Dónde hospedarte en Bacalar
En Bacalar todo gira alrededor de la laguna de los siete colores, y la pregunta clave es qué tan cerca del agua duermes. Los hoteles con frente de laguna — sobre la avenida Costera, al sur del fuerte — cobran por sus muelles privados: despertar y nadar en agua turquesa es exactamente lo que se paga. El centro, junto al fuerte de San Felipe y el zócalo, baja el precio y mantiene la laguna a pocos minutos a pie. Hacia la carretera federal, lo más económico. Nuestros escaneos de 2026 registraron 34 hoteles con precio real: desde US$27 la noche y un precio típico del orden de US$114 — el muelle propio explica la diferencia. Lo honesto: Bacalar es pueblo, no resort — noches tranquilas, efectivo por delante — y la laguna es un ecosistema frágil: los estromatolitos que la hacen única no sobreviven al bloqueador ni a las pisadas.

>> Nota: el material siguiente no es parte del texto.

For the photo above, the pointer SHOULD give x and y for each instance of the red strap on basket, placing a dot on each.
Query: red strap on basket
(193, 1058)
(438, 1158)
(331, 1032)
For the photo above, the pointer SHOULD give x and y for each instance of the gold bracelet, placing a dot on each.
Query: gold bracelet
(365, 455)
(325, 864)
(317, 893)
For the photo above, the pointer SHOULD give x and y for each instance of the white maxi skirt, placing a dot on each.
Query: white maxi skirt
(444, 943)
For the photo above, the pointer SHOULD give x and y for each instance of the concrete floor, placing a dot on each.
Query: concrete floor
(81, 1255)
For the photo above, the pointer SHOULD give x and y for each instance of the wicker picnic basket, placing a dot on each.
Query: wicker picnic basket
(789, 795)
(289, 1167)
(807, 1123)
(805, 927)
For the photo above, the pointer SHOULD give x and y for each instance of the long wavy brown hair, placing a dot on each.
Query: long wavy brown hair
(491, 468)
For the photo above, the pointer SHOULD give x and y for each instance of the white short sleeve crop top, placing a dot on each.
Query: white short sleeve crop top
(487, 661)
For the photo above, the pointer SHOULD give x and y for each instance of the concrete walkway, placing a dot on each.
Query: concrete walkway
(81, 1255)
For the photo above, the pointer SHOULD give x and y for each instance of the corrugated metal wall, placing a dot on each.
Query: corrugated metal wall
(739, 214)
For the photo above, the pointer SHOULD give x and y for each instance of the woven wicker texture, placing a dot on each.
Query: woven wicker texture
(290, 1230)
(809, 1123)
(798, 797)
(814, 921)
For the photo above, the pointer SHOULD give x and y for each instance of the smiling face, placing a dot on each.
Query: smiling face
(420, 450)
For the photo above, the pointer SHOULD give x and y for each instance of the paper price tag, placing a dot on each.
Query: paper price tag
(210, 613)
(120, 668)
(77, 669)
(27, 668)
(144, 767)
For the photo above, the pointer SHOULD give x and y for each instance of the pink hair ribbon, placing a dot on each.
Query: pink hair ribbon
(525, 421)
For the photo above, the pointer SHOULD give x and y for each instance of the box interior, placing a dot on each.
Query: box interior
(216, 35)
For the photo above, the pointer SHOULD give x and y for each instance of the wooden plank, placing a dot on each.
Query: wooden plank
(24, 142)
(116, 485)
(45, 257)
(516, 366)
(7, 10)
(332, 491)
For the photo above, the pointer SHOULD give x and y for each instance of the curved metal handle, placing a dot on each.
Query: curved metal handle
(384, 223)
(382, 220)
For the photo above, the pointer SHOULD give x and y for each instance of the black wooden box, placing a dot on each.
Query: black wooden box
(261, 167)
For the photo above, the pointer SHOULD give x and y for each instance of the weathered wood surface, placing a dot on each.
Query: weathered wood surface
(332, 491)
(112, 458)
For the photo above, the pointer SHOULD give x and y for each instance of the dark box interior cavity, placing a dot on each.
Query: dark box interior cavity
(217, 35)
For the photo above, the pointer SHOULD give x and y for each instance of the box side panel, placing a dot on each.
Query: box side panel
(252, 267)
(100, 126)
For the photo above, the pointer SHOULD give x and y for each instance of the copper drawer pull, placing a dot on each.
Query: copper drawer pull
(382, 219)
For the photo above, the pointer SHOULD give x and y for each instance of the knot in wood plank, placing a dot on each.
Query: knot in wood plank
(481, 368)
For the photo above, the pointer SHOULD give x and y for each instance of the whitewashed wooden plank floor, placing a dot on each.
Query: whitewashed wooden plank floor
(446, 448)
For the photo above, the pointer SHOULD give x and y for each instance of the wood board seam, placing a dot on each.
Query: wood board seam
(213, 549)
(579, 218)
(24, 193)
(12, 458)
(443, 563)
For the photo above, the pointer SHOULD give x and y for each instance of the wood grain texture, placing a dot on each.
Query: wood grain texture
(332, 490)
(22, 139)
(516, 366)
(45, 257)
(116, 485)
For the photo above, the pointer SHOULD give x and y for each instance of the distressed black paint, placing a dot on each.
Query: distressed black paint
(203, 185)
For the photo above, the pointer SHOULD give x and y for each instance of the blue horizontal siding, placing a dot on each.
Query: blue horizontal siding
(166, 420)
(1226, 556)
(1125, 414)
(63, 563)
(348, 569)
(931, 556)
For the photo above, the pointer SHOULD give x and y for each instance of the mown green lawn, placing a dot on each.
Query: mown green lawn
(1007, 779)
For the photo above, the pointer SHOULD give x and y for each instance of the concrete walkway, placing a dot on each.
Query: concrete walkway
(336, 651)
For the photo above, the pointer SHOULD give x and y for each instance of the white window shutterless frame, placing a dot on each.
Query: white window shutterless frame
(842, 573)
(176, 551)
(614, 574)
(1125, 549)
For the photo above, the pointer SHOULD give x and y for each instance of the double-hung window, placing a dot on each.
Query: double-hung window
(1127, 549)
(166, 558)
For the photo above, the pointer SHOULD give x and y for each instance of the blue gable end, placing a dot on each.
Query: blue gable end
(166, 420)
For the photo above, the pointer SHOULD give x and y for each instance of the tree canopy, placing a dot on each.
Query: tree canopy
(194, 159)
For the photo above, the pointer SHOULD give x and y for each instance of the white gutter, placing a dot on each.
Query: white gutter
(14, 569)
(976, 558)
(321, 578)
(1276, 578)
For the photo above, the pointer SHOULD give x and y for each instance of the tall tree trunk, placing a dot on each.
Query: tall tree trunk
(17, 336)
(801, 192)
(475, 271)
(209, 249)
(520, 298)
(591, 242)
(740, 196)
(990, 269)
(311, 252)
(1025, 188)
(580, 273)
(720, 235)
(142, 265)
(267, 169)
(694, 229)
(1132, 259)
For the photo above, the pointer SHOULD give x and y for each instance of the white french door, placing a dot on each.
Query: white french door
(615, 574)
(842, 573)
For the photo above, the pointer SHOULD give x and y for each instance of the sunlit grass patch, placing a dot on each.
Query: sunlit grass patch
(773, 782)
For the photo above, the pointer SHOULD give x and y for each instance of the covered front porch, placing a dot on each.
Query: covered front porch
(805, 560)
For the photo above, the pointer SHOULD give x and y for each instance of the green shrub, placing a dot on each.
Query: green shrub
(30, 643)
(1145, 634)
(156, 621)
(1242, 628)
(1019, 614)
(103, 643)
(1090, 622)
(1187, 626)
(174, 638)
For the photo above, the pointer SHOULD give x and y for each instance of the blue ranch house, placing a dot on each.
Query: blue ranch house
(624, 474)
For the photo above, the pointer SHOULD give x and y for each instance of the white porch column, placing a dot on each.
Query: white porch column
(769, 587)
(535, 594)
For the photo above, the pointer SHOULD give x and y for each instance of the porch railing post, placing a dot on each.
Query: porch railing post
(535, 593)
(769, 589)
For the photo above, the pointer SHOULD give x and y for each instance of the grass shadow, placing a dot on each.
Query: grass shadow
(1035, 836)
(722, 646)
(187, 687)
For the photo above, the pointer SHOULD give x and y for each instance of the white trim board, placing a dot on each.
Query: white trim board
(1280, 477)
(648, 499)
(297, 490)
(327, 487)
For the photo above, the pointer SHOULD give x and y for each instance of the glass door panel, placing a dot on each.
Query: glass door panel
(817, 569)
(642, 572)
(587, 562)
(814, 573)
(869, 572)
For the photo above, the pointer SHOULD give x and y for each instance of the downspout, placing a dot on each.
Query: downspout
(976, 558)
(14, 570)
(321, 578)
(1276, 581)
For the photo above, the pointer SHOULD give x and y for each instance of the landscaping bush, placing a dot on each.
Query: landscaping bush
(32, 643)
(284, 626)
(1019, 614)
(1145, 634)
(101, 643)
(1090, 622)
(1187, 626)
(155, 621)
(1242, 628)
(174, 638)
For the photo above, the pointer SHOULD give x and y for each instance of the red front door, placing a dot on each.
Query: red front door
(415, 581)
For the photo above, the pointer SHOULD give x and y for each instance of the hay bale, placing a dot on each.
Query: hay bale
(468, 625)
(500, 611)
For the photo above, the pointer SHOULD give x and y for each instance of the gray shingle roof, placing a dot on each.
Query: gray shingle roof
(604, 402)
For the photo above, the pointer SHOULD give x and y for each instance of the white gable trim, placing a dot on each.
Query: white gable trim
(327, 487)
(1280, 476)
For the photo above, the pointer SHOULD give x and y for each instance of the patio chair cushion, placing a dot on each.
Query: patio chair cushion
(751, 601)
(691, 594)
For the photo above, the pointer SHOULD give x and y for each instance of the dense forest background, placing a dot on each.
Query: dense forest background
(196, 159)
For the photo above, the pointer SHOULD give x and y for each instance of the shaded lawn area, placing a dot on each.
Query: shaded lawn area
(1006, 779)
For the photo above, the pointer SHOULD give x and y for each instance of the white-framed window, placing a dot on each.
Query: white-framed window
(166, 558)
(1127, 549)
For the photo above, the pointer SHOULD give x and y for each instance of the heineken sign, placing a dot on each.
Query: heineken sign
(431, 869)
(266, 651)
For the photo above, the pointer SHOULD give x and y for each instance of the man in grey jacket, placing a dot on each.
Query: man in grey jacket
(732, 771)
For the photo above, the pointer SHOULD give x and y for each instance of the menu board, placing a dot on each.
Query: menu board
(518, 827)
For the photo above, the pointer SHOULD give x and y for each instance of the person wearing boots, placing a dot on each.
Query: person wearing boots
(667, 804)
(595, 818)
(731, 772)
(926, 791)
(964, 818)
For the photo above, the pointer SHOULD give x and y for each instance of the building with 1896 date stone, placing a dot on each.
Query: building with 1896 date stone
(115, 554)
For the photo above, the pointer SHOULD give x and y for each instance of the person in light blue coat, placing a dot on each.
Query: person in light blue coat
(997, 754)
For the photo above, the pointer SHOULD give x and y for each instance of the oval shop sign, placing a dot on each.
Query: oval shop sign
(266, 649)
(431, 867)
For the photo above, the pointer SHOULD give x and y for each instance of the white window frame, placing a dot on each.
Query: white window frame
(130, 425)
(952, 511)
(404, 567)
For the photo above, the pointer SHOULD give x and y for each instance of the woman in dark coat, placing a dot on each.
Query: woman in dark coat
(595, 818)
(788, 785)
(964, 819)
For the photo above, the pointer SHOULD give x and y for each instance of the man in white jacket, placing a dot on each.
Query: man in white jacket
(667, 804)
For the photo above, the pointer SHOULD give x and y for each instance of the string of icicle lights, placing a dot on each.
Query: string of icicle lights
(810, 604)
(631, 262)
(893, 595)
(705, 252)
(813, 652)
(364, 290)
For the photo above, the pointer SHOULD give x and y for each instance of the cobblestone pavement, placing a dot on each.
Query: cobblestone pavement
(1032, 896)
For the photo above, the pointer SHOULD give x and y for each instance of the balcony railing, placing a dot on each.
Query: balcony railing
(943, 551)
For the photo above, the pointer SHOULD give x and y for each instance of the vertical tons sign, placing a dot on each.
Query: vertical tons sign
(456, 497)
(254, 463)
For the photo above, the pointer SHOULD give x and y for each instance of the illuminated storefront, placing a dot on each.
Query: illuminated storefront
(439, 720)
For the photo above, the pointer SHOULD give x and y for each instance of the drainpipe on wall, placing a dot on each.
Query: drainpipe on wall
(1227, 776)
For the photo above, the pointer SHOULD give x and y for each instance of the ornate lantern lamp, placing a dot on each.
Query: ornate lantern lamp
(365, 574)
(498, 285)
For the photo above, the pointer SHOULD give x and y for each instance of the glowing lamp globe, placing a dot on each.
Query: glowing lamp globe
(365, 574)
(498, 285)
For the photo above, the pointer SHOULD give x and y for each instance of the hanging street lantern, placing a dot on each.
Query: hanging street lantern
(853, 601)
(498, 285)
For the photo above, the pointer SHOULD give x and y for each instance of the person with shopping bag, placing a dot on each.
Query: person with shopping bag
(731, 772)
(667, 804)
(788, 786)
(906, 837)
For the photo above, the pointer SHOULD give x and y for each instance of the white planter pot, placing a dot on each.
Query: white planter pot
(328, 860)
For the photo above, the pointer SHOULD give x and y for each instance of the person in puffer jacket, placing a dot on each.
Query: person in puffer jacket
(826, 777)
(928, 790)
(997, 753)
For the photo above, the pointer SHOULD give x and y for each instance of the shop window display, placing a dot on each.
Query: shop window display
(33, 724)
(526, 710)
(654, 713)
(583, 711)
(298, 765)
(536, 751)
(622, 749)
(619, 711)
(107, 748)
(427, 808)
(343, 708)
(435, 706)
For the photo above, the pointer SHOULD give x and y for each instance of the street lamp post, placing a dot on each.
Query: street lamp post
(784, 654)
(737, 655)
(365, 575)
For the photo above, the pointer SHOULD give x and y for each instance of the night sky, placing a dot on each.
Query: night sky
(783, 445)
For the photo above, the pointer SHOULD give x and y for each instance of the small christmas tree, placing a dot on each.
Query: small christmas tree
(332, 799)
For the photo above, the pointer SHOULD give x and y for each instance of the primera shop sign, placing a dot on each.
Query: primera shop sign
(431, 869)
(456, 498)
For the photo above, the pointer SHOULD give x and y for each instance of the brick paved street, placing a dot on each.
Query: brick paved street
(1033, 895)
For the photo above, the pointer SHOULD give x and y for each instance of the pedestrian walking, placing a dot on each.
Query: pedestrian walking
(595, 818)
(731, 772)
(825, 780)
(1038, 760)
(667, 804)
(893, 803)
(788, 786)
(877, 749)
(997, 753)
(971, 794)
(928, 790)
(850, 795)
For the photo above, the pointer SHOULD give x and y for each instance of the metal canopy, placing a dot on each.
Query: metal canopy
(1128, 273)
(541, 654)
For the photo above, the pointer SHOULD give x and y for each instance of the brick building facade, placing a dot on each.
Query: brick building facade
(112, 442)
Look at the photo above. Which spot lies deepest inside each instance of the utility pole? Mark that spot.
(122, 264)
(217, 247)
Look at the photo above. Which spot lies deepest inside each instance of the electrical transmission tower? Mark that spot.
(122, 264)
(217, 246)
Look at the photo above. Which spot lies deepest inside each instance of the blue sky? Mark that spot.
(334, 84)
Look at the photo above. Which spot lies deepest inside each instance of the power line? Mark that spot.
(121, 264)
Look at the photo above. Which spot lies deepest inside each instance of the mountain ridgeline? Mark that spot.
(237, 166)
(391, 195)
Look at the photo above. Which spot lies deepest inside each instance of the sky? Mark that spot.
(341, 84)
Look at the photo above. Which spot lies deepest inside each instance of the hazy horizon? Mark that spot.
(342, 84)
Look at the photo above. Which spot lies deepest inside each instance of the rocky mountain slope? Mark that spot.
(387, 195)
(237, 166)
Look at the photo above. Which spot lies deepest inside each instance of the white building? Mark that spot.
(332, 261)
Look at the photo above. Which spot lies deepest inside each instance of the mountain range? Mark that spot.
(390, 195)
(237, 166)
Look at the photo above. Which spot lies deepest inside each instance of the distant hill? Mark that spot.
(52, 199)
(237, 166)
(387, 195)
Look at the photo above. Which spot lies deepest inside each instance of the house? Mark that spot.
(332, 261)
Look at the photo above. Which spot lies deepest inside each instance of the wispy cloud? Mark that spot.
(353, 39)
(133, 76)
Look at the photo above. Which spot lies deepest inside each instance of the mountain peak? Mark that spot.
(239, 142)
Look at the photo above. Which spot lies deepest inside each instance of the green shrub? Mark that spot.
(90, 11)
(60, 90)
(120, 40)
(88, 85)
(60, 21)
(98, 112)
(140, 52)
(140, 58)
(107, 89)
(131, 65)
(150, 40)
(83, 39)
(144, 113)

Preguntas frecuentes sobre Bacalar
¿Dónde conviene hospedarse en Bacalar?
Frente a la laguna si el presupuesto alcanza: el muelle privado — hamaca, escalerilla al agua, amanecer — es la experiencia completa. En el centro tienes restaurantes y el fuerte a pie, y balnearios públicos como el Cocalitos o la Ecozona a corta distancia. Sobre la carretera solo si el precio manda.
¿Cuándo es más barato Bacalar?
De septiembre a mediados de noviembre, en plena temporada de lluvias, los precios bajan de verdad. La alta corre de diciembre a Semana Santa; en fin de año y pascua el pueblo se llena y conviene reservar con semanas. Ojo: tras lluvias muy fuertes la laguna puede perder color por días.
¿Cómo llego a Bacalar?
Lo más corto es volar a Chetumal, a 40-50 minutos; un taxi ronda MX$500-700. Desde Cancún son 4.5-5 horas: el ADO cuesta del orden de MX$400-600. El Tren Maya también tiene estación en Bacalar, a unos 15-20 minutos del pueblo — revisa horarios, siguen ajustándose.
¿Qué conviene saber de la laguna?
Que su magia depende de ti: entra al agua sin bloqueador ni repelente — o usa solo biodegradable enjuagado antes —, no pises ni toques los estromatolitos y prefiere velero o kayak sobre lanchas de motor. El agua amanece más quieta y colorida; guarda las actividades acuáticas para la mañana.